The third issue that was raised was the unfamiliarity of using the new alternative treatment in place of something else. When something isn't the standard of care and there is no data to back up how an alternative treatment will be received by the patient, questions of dosage, frequency, and side effects quickly come up.
Why is this happening? The editorial on the subject in the New England Journal of Medicine notes that 46% of the drugs in question are sterile injectable drugs – liquid preparations to be introduced into the patients bloodstream through a syringe or intravenous line that must be completely clean and uncontaminated. These preparations require significant production time as well as the complicated facilities to manufacture them, facilities that not all drug manufacturers have.
In addition, when these drugs are produced, they are produced only in quantities that the market demands, so if there's a sudden increase in demand, healthcare providers will be in short supply. NEJM used the example of the anesthetic propofol – only three companies made it, and two of them pulled it off the market, Teva Pharmaceutical for a contamination issue (and decided to stop manufacturing it) and Hospira for particulate matter in the vials (Hospira has not started production again). This has left only APP Pharmaceuticals to produce propofol for the entire country.

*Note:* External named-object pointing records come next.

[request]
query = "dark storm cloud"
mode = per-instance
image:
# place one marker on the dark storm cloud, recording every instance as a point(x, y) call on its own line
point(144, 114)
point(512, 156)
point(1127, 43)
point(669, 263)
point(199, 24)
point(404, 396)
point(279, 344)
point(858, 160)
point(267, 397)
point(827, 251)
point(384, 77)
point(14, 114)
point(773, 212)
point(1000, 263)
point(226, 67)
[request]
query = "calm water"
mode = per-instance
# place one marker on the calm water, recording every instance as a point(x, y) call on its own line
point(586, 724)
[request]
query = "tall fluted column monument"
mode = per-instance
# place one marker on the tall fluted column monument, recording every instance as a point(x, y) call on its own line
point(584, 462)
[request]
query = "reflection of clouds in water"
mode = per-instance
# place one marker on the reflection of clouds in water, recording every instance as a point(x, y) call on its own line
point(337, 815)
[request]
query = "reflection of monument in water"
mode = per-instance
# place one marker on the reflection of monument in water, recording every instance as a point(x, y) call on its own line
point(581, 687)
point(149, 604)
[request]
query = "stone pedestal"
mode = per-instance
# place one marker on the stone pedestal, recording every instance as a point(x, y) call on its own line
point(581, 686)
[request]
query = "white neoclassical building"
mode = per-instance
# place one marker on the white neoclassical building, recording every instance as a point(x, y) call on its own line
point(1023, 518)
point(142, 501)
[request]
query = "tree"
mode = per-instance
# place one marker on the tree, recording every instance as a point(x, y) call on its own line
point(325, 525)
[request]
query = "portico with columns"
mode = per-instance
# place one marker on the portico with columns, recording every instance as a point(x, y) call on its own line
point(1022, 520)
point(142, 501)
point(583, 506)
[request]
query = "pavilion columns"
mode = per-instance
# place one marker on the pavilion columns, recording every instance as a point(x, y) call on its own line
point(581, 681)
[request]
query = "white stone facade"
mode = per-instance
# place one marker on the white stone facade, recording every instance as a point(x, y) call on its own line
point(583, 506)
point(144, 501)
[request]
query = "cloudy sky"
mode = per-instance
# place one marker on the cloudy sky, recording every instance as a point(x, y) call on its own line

More disheartening, according to NEJM, is the reality of economics. When a drug company loses a patent for a drug after ten years and it becomes generic, any company can produce it. This is good for patients, because the cost of the drug will go down. However, it often becomes less profitable for the drug company because the production costs stay the same, but the money brought in decreases significantly. In the harsh world of business, the utility of a product isn't an issue, profit is. Companies often abandon production of a useful and important drug and put their resources behind something that will bring in more revenue and profit. And no, the FDA does not have the authority to mandate a private company to produce a certain product.
The endpoint of this drug shortage is uncertain. In response to the shortage of propofol, for example, the FDA has temporarily allowed for the importation of the drug from a foreign manufacturer after they inspected and tested the drug and manufacturers facilities, but it is unlikely that this is a solution for all the drugs that are in short supply. Healthcare providers have been instructed to email the FDA with news of shortages as well.
As patients, the best one can do if faced with an illness or condition that requires a drug in short supply is to talk to your treating physician and get all the information you can about what's being done and what's being substituted in it's place. Until then, there's likely no solution other than to wait for the FDA to reach some kind of agreement with drug manufacturers to ramp up production. While extending a drug patent to last longer than ten years would make getting generic and therefore cheaper drugs more difficult, the current public health threat presented by this drug shortage suggests that keeping certain life-saving drugs profitable for pharmaceutical companies may be the best short term solution.